Elisângela Faiotto, psicóloga voluntária
“Viemos para prestar suporte psicológico. É um momento de muita comoção social, em que as pessoas têm muita boa vontade em trazer coisas materiais. Mas é muito importante também o acolhimento, a escuta, ouvir a pessoa falar, deixar desabafar e, principalmente, evitar perguntas constrangedoras. E estamos aqui circulando, ouvindo as pessoas, brincando com as crianças.
Foi através dessas conversas que percebemos outras necessidades. Por exemplo, a gente conversou com uma família, e a mulher precisava ir ao banheiro. Mas não tem banheiro. Uma senhora descobriu que uma amiga próxima não sobreviveu, e a pressão dela subiu. A questão é que se você não perguntar o que a pessoa está precisando, você vai tentar entender a realidade dela através do seu ponto de vista. E as realidades são bem diferentes.”
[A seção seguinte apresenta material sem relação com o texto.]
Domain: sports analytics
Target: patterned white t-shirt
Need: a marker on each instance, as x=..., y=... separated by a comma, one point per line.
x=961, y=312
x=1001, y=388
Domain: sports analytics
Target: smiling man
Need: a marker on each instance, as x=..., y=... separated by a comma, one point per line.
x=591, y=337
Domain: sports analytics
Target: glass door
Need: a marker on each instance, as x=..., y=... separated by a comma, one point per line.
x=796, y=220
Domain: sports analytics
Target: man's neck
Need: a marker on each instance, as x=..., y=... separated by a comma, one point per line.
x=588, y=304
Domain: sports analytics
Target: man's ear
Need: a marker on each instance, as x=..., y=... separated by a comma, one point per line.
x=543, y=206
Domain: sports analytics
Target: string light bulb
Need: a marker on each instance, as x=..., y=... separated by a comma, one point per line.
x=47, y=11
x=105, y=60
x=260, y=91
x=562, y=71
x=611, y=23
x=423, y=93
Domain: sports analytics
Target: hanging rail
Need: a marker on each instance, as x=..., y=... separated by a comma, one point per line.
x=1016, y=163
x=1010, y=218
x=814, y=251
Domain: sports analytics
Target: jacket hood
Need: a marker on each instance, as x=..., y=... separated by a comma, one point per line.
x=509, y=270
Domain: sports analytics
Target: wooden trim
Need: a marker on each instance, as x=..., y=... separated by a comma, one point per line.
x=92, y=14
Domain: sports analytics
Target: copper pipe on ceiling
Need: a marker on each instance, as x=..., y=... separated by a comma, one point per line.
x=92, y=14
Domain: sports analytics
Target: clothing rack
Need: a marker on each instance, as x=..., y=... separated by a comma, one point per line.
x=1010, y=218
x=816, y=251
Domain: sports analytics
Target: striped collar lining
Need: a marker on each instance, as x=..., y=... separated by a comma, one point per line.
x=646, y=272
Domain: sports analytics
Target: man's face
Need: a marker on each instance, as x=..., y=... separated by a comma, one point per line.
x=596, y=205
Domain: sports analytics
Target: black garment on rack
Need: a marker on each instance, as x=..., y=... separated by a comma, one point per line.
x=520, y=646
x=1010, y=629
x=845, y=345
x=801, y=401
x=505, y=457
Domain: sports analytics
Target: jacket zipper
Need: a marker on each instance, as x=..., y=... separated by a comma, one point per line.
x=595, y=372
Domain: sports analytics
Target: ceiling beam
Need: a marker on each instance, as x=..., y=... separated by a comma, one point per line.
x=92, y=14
- Animal, ex-moradora de rua e voluntária
“O que me levou a vir aqui não é para sair na televisão, nada disso. É que eu sei o que é sentir na pele você ter uma casa e ir pra rua. Em albergue ninguém gosta de ficar, você não pode levar seu bicho, seu esposo, é tudo muito rigoroso. Esse papo de dar 400 paus vai ajudar o quê, pra depois ser jogado na rua de novo? Isso é mentira, eu morei na rua e sei como é que é.”
- Marinalva, moradora do sétimo andar
“Eu trabalhava de faxineira e morava lá havia mais de ano. Eu cheguei lá porque não tinha pra onde ir mesmo. A gente era unido, todo mundo se dava bem e não tinha nada disso de facção, não. Antes de chegar à ocupação, eu dormia nos empregos e depois que perdi o último acabei vindo pra cá. Na hora do incêndio, eu tava com meu filho dormindo quando ouvi a gritaria, o pessoal correndo pra escada e foi o tempo que tivemos pra fugir. Não deu tempo de salvar nada, se demorasse um pouquinho mais teria ficado lá dentro também.”
- Antonio da Paz, voluntário
“Eu vim da zona leste, de Guianazes. Decidi ajudar quando vi pela TV e aquilo me comoveu, o prédio desabando do nada, deixando o povo sem roupa, sem nada. Tô aqui desde a madrugada do desabamento e trouxe umas coisas pra cá, dando um apoio pra eles. Eles precisam de muito mais. Mas é sempre bom lembrar nessa hora que alguém precisa, o Brasil é assim, sempre tem muita gente pra ajudar. Não tem um minuto que falta mercadoria, de pão a roupa. Não tem quem não se comove e é por isso que vim de lá pra cá e só saio no final quando resolver isso aí.”